What is Morphometrics?#
Morphometrics provides quantitative representation of morphological traits by extracting shape information as geometric invariants. It offers mathematical tools for modeling morphological properties, bridging the gap between raw digitized data and biologically meaningful phenotypic values.
Form and Shape#
In geometric morphometrics, form and shape have precise mathematical definitions:
Form: Geometric properties invariant to translation and rotation
Shape: Geometric properties invariant to translation, rotation, and scaling
This distinction is fundamental in geometric morphometrics: shape analysis removes size information, allowing comparison of organisms regardless of their absolute dimensions.
Approaches in Morphometrics#
ktch implements two major approaches to morphometric analysis:
Landmark-based Morphometrics#
Landmark-based methods model morphological properties as sets of corresponding points among specimens. Shape is extracted via Generalized Procrustes Analysis (GPA), which removes position, size, and orientation.
Key characteristics:
Requires identification of corresponding points across specimens
Suitable for structures with clearly identifiable anatomical features
Captures local shape information at specific points
Applications:
Grass phytoliths
Leaf shape analysis
Flower morphology
Skeletal morphology
See also
Landmark-based Morphometrics for details on Procrustes methods
Harmonic-based Morphometrics#
Harmonic-based methods describe shape using mathematical functions that capture the outline or surface geometry without requiring point-to-point correspondence between specimens.
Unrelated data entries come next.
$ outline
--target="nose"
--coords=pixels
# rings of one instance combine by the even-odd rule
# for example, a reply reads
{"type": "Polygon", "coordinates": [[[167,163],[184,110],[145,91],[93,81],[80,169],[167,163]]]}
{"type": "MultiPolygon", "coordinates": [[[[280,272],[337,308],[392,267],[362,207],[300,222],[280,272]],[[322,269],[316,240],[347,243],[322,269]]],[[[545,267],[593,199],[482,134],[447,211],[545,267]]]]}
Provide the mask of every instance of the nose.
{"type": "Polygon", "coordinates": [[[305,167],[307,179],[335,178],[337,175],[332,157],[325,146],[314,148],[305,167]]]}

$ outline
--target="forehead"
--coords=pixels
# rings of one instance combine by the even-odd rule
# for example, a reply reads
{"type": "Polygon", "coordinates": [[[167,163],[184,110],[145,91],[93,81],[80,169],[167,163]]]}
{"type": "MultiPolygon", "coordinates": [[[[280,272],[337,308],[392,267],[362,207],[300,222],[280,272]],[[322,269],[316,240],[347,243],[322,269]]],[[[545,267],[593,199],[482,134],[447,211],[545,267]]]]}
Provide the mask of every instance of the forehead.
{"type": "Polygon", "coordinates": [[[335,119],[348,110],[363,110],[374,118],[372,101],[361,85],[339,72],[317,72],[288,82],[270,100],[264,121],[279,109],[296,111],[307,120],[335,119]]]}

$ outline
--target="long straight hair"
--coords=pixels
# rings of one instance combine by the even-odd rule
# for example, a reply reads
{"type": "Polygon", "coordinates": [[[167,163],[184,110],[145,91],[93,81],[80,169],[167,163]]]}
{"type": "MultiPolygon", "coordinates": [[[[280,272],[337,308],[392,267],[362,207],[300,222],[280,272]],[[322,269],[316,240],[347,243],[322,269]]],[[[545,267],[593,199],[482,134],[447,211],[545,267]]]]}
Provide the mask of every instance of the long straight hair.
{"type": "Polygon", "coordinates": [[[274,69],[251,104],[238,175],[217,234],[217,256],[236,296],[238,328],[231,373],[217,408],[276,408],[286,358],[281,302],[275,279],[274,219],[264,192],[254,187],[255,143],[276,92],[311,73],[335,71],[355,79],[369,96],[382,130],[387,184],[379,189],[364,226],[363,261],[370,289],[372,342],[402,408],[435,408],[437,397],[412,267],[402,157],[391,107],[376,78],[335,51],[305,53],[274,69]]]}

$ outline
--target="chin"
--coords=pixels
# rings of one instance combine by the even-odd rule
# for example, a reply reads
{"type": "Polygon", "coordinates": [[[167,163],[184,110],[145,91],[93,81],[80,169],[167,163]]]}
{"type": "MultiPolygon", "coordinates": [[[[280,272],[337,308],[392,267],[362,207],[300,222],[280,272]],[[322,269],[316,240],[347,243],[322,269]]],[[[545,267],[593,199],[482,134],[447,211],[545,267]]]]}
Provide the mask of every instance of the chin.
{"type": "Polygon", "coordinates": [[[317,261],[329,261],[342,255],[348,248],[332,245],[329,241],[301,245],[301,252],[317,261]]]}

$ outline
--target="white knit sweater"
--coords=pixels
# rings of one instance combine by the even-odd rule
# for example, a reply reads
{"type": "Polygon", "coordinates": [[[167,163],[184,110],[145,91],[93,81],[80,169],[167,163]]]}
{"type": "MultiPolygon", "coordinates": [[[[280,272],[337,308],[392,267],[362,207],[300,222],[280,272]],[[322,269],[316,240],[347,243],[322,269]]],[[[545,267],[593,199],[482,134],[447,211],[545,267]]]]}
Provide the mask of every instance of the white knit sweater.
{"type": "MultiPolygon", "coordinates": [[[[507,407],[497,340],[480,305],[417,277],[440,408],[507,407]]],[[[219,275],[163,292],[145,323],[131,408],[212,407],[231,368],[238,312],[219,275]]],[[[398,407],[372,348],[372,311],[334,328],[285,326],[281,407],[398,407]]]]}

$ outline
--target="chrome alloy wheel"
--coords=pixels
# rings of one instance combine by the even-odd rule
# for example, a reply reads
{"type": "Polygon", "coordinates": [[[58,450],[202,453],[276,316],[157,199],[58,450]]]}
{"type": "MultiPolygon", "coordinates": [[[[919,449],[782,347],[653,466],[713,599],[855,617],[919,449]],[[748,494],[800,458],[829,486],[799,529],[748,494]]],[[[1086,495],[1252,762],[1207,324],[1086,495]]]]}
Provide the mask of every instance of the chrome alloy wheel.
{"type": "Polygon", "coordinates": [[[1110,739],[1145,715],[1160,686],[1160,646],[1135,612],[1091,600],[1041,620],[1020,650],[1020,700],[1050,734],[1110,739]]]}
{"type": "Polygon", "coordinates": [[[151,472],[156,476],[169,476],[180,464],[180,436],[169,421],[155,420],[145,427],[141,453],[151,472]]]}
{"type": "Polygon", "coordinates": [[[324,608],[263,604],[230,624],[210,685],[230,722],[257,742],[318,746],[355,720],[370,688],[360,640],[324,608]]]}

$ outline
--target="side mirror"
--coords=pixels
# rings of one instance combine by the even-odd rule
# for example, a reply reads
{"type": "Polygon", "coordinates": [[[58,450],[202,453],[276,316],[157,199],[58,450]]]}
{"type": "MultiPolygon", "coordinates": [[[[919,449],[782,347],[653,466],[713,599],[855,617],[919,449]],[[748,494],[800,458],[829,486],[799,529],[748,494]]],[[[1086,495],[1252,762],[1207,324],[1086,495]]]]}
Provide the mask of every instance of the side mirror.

Elliptic Fourier Analysis (EFA): Models closed outlines by approximating x and y coordinates as Fourier series, quantifying shapes through normalized Fourier coefficients.
Spherical Harmonic Analysis: Models closed 3D surfaces using spherical harmonic functions.
Applications:
Seed morphology
Leaf outlines
Petal shapes
Fruit shapes
See also
Harmonic-based Morphometrics for details on harmonic methods
Choosing an Approach#
Consideration |
Landmark-based |
Harmonic-based |
|---|---|---|
Data type |
Discrete corresponding points |
Continuous outlines/surfaces |
Homology |
Requires explicit point correspondence |
No explicit point correspondence required |
Automation |
Partially manual |
Highly automatic |
Use landmark-based methods when:
Clear, identifiable anatomical points exist
Biological homology between points is established
Use harmonic-based methods when:
No clear landmarks are available
The outline or surface itself is the feature of interest
The scikit-learn Compatible Workflow#
ktch follows the scikit-learn API design:
from ktch.landmark import GeneralizedProcrustesAnalysis
from ktch.harmonic import EllipticFourierAnalysis
from sklearn.decomposition import PCA
# Landmark workflow
gpa = GeneralizedProcrustesAnalysis()
shapes = gpa.fit_transform(landmarks)
# Harmonic workflow
efa = EllipticFourierAnalysis(n_harmonics=20)
coefficients = efa.fit_transform(outlines)
# Combine with PCA
pca = PCA(n_components=3)
scores = pca.fit_transform(shapes) # or coefficients
See also
Use with scikit-learn Pipeline for practical examples
References#
Noshita, K. (2022). Model-based phenotyping for plant morphometrics. Breeding Science, 72(1), 3-13.